Urtubey ya no puede corregir el rumbo, porque, aunque le quedara tiempo, carece ya de ganas de hacerlo, sobre todo después de que alguien le convenciera de que alcanzó el Olimpo. Tras la desaparición física de aquellos que podrían haber contribuido a hacerlo entrar en razones, el Gobernador de Salta ha resuelto tirar la chancleta, no solo en el aspecto político (terreno en el que su laxitud es poco más que evidente) sino especialmente en el terreno moral. Nadie le ha pedido cuentas por ello. Ni siquiera el Arzobispo, al que si algo de autoridad le quedaba, la perdió toda al absolver cristianamente a «su niño»
La verdad es que muchos esperaban ver a Urtubey metiendo la pata hasta la coronilla, estrellándose contra un paredón, porque -ya se sabe- hay quien disfruta intensamente de la desgracia ajena. Pero no es el caso de la mayoría de ciudadanos bienintencionados de Salta que, sin coincidir con él ni compartir el sesgo alocado e incoherente de sus políticas, esperaba, más allá de las cualidades de su Gobernador, que su largo periodo de mando se coronara con algo de bienestar, progreso, justicia y libertad.
Los que defienden a Urtubey y todavía dicen que hizo lo que no hizo, afirman por el contrario que efectivamente lo consiguió. Y tienen razón: logró el bienestar para sus amigos y compañeros de colegio, el progreso para su enorme familia, la justicia para Calletti y la libertad para sus desplazamientos en avión.
¡Si por lo menos aquel think tank del «orgullo salteño», del poncho y del tubito con bicarbonato, hubiera dado los resultados esperados! Pero al no darlos, Urtubey se ha visto obligado a rellenar el formulario para matricularse en la universidad de la calle, en esa misma en la que de a ratos parece sentirse a gusto y en otras -especialmente cuando lo acompaña su esposa- demuestra que el roce entre clases le provoca un intenso sarpullido interior.

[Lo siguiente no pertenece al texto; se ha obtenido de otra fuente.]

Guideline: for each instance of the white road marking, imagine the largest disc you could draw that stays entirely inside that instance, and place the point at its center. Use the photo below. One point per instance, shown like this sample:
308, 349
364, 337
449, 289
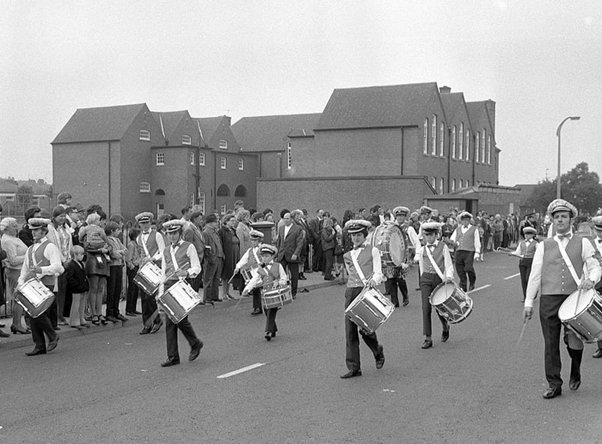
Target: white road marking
480, 288
241, 370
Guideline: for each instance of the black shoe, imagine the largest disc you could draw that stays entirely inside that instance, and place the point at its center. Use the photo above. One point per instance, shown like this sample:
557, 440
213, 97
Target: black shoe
552, 392
445, 335
52, 344
156, 327
351, 374
574, 383
380, 358
35, 352
170, 362
194, 351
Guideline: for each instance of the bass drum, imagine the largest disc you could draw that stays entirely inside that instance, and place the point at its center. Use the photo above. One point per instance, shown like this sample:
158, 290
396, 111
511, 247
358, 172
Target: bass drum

En resumen, que el disparate histórico ya está consumado. No se descarta que en su extraordinaria inteligencia de humanista moderno haya sido precisamente ésa la credencial con la que Juan Manuel Urtubey quería dejar grabado su nombre en el destartalado libro de la historia de Salta. Si ha sido así, no cabe sino aplaudirlo.